The government contends that these alleged misstatements, considered singly and in combination, do not warrant a Franks hearing. I agree.
The statement that the defendant was known to store drug proceeds in the bag was expressly based on CW-2's information, the reliability of which Judge Farrish was able to independently assess. Defendant's argument that CW-2's information was plainly unreliable is incorrect. The 280-gram transaction and the subsequent 100-gram controlled buys provided sufficient reason to credit CW-2's description of prior transactions with the defendant involving the black drawstring bag.
The statement that the defendant lived at the New Britain apartment was true. It is undisputed that he spent most nights there, as shown by his cell phone location data. In support of the present motion, his girlfriend has attested that the defendant frequently stayed with her and their minor child.

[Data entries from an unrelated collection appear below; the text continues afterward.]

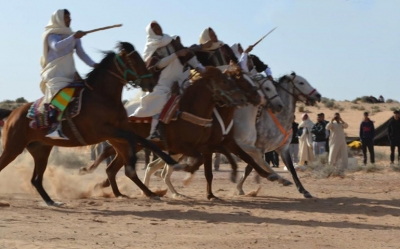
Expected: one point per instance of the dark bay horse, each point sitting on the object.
(195, 137)
(102, 117)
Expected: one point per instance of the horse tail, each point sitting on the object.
(4, 113)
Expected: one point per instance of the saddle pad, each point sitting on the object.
(170, 109)
(39, 112)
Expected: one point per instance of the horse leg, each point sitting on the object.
(151, 168)
(40, 154)
(258, 156)
(108, 151)
(246, 173)
(287, 160)
(228, 155)
(208, 174)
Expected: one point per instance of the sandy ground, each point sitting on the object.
(360, 210)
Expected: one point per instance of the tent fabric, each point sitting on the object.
(380, 139)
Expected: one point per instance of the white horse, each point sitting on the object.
(273, 132)
(272, 99)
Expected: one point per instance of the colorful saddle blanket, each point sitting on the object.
(40, 112)
(169, 113)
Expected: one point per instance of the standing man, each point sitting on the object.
(294, 144)
(305, 141)
(367, 134)
(58, 67)
(394, 136)
(319, 135)
(337, 141)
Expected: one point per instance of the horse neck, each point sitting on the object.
(285, 118)
(108, 85)
(198, 100)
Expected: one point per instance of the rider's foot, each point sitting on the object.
(155, 136)
(57, 134)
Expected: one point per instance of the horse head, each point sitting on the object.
(133, 69)
(302, 90)
(251, 92)
(225, 91)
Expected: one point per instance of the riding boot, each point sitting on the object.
(56, 132)
(154, 134)
(194, 63)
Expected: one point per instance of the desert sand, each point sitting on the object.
(359, 210)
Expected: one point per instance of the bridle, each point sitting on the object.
(297, 97)
(126, 70)
(222, 98)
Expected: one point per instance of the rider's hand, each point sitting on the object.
(248, 50)
(207, 44)
(182, 52)
(79, 34)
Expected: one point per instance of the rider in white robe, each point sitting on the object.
(306, 154)
(337, 142)
(58, 67)
(172, 71)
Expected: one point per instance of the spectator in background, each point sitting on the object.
(367, 134)
(272, 157)
(319, 136)
(394, 136)
(327, 133)
(337, 141)
(305, 140)
(294, 144)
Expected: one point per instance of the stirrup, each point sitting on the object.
(155, 136)
(57, 134)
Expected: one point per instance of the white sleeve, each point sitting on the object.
(166, 60)
(243, 62)
(268, 71)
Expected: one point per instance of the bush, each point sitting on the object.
(21, 100)
(363, 99)
(329, 104)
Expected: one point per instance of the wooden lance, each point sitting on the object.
(103, 28)
(262, 38)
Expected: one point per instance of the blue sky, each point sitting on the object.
(345, 49)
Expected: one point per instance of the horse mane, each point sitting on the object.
(285, 77)
(107, 60)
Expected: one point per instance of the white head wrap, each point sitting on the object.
(154, 41)
(205, 36)
(235, 49)
(56, 25)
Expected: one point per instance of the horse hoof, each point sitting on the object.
(188, 180)
(83, 171)
(178, 167)
(55, 203)
(286, 182)
(155, 197)
(213, 198)
(178, 196)
(306, 194)
(272, 177)
(240, 192)
(233, 178)
(257, 179)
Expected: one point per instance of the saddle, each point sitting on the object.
(43, 115)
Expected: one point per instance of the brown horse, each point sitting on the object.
(102, 117)
(187, 137)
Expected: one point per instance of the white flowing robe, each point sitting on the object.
(152, 103)
(337, 144)
(305, 142)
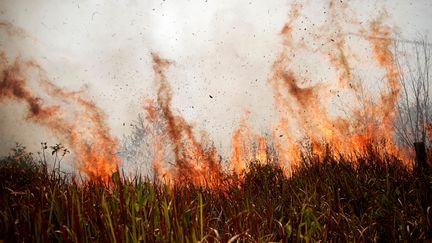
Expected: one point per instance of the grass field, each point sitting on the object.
(362, 199)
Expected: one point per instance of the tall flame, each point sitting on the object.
(305, 120)
(86, 133)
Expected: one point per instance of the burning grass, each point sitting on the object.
(363, 198)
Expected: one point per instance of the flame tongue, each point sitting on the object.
(194, 163)
(85, 133)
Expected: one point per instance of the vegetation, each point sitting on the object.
(363, 198)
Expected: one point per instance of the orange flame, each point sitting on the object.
(86, 133)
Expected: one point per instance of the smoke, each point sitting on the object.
(225, 54)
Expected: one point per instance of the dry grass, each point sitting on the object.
(326, 199)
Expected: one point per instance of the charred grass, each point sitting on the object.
(363, 198)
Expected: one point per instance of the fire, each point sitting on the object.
(305, 122)
(86, 133)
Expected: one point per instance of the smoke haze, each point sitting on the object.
(223, 53)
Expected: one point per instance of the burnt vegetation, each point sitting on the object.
(365, 197)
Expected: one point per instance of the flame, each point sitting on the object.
(305, 122)
(86, 132)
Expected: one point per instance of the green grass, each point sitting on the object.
(360, 199)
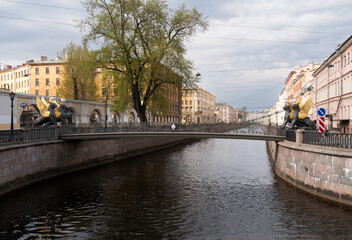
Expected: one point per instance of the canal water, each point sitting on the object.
(209, 189)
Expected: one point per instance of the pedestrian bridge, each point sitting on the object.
(111, 135)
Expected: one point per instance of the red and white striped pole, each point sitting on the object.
(321, 126)
(321, 123)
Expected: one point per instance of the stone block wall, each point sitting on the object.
(323, 171)
(23, 164)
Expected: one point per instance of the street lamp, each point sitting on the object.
(12, 97)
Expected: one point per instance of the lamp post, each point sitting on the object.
(12, 97)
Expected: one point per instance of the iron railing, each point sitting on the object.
(36, 134)
(10, 136)
(329, 139)
(337, 140)
(290, 135)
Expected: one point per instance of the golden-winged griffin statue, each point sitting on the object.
(51, 112)
(296, 113)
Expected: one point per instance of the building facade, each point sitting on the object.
(82, 112)
(228, 113)
(198, 106)
(41, 77)
(333, 82)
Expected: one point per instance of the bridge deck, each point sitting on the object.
(110, 135)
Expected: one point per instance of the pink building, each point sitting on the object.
(333, 84)
(228, 113)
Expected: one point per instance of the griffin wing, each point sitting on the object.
(41, 106)
(57, 113)
(306, 106)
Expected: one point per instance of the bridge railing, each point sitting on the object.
(329, 139)
(7, 136)
(151, 128)
(25, 135)
(50, 133)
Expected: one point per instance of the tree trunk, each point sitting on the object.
(75, 89)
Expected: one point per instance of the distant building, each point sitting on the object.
(198, 106)
(228, 113)
(333, 81)
(261, 117)
(41, 77)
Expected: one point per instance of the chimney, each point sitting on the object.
(43, 58)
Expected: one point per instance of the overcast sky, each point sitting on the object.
(243, 58)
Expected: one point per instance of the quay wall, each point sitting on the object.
(323, 171)
(25, 163)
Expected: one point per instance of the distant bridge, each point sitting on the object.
(111, 135)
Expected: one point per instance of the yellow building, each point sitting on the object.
(198, 106)
(41, 77)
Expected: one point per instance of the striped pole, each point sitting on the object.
(321, 126)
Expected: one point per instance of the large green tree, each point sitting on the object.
(79, 73)
(142, 43)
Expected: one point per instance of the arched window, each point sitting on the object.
(95, 117)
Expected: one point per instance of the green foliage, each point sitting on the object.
(143, 41)
(79, 73)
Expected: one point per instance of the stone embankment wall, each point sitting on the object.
(25, 163)
(323, 171)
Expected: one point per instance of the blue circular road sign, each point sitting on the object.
(321, 112)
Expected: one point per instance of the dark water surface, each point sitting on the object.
(211, 189)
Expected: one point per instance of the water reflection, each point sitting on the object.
(211, 189)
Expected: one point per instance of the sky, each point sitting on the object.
(244, 57)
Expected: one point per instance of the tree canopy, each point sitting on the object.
(142, 43)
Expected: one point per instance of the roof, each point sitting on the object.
(327, 61)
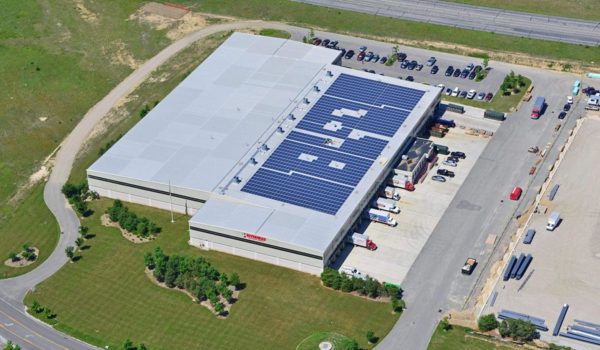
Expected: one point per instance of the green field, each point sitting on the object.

That the defendant might have used another residence from time to time is of no consequence.
From all outward appearances, the Acura MDX was the defendant's vehicle. He used it to facilitate his drug business and parked it at the New Britain apartment, as confirmed by direct observation and license plate location data. If Judge Farrish had known that the vehicle's title was in someone else's name, it would have made no difference.
The video of the second controlled buy depicts an individual wearing the same pants and boots investigators saw the defendant wearing outside the liquor store that day and thus strongly corroborates CW-2's statement that it was the defendant who delivered the drugs.
V.
Accordingly, the motion to suppress is hereby denied without a Franks hearing.